L’arte sensuale di Hannah Levy
Le sue opere sono attraenti, quasi sensuali, forse perché Hannah Levy, pur molto giovane, è una delle rare artiste che ancora crea con le sue mani: un approccio che richiede tempo
Ho visto il lavoro di Hannah Levy (1991) molti anni prima di conoscerla di persona. Era il 2016, e l’opera davanti alla quale mi trovavo è rimasta impressa nella mia memoria per un motivo preciso: il desiderio di toccarla, di far interagire il mio corpo con quella scultura. Era una sorta di seduta modernista in metallo tubolare che teneva in tensione un costume da bagno in lattice rosa carne, portando la tensione del materiale elastico al limite massimo. La contraddizione tra il metallo, rigido e freddo, e il lattice, morbido e sensuale, rendeva l’opera incredibilmente attraente, quasi sexy. Uno dei talenti di Hannah Levy è questo: saper innescare un desiderio, una perversione feticista in chi guarda le sue opere. «È difficile dire quale sia la mostra che ha cambiato la mia carriera e ha portato più attenzione al mio lavoro», mi racconta, «perché nel mio caso non è andata così, e sono felice che sia stata una progressione lenta».

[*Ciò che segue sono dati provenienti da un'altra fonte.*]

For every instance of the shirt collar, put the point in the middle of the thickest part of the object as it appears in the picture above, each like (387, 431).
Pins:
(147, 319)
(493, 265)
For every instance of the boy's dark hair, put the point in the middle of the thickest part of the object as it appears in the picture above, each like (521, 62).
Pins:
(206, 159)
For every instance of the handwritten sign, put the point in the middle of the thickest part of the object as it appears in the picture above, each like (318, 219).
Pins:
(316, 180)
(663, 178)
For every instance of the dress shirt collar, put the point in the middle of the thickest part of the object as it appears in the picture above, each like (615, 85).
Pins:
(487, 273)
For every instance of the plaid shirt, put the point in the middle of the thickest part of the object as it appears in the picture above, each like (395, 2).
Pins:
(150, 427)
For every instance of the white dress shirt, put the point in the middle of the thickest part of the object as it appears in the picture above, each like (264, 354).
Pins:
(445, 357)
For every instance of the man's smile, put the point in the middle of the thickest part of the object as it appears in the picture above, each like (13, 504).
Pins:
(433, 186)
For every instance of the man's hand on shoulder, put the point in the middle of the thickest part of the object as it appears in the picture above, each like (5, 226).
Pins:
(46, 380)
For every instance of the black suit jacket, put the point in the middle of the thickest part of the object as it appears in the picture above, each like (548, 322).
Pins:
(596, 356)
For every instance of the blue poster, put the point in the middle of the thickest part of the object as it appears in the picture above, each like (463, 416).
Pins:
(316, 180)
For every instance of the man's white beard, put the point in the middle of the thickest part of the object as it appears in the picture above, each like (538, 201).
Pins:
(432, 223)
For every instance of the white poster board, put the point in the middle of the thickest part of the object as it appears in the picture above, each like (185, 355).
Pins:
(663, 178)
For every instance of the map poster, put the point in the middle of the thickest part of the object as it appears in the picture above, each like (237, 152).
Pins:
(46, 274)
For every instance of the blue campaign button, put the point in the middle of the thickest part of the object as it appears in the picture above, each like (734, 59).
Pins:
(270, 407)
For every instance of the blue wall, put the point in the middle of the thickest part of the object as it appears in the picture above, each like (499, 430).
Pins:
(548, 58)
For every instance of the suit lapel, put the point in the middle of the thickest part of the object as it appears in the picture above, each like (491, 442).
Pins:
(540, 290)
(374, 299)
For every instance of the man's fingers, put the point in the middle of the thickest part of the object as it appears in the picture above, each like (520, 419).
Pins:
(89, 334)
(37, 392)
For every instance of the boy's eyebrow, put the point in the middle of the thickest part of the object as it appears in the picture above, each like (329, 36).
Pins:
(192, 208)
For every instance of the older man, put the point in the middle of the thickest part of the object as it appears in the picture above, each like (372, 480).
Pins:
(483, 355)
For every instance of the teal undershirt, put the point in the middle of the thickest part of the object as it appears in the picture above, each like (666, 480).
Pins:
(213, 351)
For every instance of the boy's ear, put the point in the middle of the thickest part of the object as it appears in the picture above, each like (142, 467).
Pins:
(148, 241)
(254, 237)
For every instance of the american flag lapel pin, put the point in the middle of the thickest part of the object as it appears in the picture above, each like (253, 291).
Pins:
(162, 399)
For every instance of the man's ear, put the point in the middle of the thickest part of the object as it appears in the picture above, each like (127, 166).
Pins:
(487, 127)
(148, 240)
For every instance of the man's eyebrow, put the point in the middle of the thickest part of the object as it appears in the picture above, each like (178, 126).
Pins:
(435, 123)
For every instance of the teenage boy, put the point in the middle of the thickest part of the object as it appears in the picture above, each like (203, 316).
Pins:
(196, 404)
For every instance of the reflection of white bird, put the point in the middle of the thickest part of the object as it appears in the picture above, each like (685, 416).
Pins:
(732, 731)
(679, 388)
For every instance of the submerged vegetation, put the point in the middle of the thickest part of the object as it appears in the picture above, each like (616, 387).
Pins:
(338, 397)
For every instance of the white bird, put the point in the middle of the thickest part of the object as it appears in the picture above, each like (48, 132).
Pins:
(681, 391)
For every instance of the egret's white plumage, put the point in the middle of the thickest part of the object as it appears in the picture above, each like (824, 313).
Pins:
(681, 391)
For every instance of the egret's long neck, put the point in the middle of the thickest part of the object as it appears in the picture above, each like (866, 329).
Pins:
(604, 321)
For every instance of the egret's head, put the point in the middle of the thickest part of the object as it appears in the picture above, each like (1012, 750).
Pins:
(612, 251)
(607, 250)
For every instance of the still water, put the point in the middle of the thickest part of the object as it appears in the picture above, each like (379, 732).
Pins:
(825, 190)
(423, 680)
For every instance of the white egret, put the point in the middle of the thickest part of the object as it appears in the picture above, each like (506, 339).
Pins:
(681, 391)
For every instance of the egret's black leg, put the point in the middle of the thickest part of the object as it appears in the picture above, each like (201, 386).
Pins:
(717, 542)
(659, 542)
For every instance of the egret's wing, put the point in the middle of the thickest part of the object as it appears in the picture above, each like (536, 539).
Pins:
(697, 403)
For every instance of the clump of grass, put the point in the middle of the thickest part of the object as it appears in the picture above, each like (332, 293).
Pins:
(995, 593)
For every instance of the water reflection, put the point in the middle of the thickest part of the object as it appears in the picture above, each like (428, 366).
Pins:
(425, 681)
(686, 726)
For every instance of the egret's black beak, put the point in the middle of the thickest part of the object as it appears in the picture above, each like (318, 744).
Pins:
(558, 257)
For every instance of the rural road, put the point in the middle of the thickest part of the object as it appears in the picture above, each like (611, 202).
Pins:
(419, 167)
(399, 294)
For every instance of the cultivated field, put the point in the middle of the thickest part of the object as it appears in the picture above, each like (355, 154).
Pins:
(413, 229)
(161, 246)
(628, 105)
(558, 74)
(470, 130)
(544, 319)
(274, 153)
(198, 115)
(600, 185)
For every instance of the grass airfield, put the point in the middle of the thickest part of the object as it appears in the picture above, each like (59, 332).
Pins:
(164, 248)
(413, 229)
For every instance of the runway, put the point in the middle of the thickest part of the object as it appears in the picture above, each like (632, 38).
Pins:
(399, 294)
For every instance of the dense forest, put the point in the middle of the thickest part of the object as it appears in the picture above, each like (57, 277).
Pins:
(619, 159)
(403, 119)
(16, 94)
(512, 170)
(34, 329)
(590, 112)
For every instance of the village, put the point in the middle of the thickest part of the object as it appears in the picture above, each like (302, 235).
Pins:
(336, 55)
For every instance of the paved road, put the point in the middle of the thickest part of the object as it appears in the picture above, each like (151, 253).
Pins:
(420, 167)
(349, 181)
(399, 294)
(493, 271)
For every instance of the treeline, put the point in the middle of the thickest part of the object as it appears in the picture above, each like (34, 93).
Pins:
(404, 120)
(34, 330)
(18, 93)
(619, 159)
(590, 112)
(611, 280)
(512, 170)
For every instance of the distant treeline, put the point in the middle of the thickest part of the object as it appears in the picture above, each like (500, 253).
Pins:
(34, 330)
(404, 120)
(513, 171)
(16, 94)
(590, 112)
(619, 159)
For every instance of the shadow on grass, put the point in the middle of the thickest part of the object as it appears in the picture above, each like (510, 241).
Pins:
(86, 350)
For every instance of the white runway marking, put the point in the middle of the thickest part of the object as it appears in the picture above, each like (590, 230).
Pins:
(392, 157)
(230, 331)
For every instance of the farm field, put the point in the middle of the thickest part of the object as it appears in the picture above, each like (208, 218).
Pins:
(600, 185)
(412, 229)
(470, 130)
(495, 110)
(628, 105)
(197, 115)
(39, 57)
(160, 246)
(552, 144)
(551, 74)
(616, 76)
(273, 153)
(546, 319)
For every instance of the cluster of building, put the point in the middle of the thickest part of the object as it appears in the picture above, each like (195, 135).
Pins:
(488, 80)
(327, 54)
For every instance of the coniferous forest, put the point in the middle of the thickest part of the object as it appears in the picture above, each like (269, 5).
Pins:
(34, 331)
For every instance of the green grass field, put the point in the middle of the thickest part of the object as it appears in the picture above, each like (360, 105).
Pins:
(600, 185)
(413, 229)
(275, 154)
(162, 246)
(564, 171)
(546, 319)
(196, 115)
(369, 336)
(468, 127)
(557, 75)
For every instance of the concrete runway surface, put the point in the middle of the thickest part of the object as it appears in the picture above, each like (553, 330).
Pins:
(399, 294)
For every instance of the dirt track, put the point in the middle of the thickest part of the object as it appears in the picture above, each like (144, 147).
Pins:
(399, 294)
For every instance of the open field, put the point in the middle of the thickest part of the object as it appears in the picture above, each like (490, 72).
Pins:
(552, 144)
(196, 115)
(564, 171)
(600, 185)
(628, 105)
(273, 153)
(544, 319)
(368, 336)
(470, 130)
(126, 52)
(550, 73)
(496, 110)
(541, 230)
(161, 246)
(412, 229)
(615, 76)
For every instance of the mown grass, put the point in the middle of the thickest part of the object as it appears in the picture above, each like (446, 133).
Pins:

Ci sono artiste e artisti che raggiungono il successo attraverso una sola mostra nel posto giusto al momento giusto. La storia di Levy è diversa per una ragione particolare: ogni elemento delle sculture, ogni tubo di metallo piegato e ogni lembo di silicone è fatto in prima persona da lei. «Mi sono sempre spinta al limite di quello che riuscivo a fare fisicamente. L’asticella è sempre più alta, a ogni mostra la vedo salire. È divertente, ma è per forza di cose una crescita piuttosto lenta. Non avrei saputo fare altrimenti».

Artigli, asparagi giganti e molli sorretti da uncini, zucche gibbose come la pelle di un rospo appese a gabbie di metallo che ricordano dei lampadari: nel tempo Hannah Levy è stata capace di creare un proprio linguaggio, che non smette di rinnovare. Grazie alle capacità tecniche acquisite in dieci anni di esperienza, le sue opere oggi sfidano le proprietà fisiche dell’acciaio inossidabile e lo trasformano in morbide forme organiche attraverso un estenuante processo di piegatura e lucidatura.
L’ispirazione per una nuova svolta tecnica è arrivata dall’incontro con il lavoro di Hector Guimard, architetto dell’Art nouveau che disegnò le stazioni della metropolitana di Parigi all’inizio del Novecento. «Una delle cose che trovo più interessanti è il suo approccio alle ringhiere in ferro. Invece di fare i pezzi unici per i suoi progetti aveva collaborato con una fonderia e creato un catalogo di componenti prodotti su scala industriale» da assemblare in modi sempre diversi: un metodo simile a quello con cui l’artista produce oggi i componenti per le sue opere, attraverso macchine a controllo numerico.

«Una volta, a scuola, un professore mi disse che continuavo a fare la stessa cosa. Io gli risposi che non era così, che stavo creando un linguaggio e lo stavo portando avanti, modificandolo lentamente. Ma capisco che, se mi hai osservato a scuola per un anno, sia difficile notare quei cambiamenti. Il modo in cui la visibilità del mio lavoro è cresciuta piano, mettendo in fila un passo dopo l’altro, è anche come mi sento rispetto al mio modo di fare arte». In fondo è quasi impossibile essere testimoni oculari del momento esatto in cui un fiore sboccia. Il talento è così: un lento ma inesorabile processo di crescita.